Daniel Ouellet wrote on Fri, Oct 29, 2010 at 03:30:47PM -0400:

> No one SADLY really thank you

Actually, there were quite a few mails recently saying "thank you".

> YOU give us

We also do it for ourselves.  :)

But yes, publishing code and getting feedback from people using it
is necessary for making it better, and keeping good code to yourself
is stupid (excepting dirty quickhacks, of course).  Its usefulness
isn't diminished when others use it, too.

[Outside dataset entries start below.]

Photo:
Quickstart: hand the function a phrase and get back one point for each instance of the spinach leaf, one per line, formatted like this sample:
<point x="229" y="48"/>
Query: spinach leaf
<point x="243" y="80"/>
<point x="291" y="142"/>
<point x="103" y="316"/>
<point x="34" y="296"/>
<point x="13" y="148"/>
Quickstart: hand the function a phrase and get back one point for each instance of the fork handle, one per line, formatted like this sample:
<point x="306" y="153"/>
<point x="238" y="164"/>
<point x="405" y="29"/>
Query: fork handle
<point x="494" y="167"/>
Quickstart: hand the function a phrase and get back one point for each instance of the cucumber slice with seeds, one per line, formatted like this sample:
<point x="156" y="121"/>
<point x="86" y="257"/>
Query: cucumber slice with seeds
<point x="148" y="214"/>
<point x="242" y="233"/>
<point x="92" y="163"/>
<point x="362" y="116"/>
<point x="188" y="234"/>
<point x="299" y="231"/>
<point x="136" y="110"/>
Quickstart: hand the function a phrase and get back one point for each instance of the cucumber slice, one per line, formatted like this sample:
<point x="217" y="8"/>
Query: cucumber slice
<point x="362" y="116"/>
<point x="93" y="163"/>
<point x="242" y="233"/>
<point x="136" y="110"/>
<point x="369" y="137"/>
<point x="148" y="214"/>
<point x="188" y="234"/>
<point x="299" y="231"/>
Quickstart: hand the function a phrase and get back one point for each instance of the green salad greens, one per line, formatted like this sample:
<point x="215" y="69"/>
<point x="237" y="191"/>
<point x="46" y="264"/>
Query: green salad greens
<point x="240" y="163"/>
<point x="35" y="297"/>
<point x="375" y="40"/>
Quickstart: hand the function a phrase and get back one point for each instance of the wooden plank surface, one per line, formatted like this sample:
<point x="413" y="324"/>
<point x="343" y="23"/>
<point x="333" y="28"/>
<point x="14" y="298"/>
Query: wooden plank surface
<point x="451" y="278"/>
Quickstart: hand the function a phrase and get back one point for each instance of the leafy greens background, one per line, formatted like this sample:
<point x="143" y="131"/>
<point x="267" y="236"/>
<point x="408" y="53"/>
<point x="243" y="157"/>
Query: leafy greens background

Besides, you can help to keep the project going
 * by buying CDs (remember, Theo is working full time on OpenBSD,
   and needs a salary, and without his dedication, all this would
   work much less smoothly, if at all),
 * by donating (remember, without donations, there is no way to
   get developers together for hackathons; many devs pay for their
   own travelling and hotel costs, but not all are able to do so),
 * and by sending patches (remeber, without people sending patches,
   we can't recruit new developers).

> your beliefs!

The groff case is not so much about beliefs as about practicability.
Did you ever try to write mdoc(7) manuals for groff, working around
the various bugs?  It was not fun.   Did you ever try to fix bugs in
groff?  I wasn't very successful, for sure, even though i spent some
time trying to read some chunks of that code.  Now we perhaps even
get a chance to install manual sources because mandoc(1) is fast
enough to format them on the fly, even on the slow architectures.
Let's see.

Simplicity, correctness, functionality and maintainability are key.
And having completely free code, of course.

Yours,
  Ingo

P.S.
The p2k10 hackathon in Budapest (hmm, in Pest, to be precise :)
was really nice.  Thanks to robert@ for a perfect organization!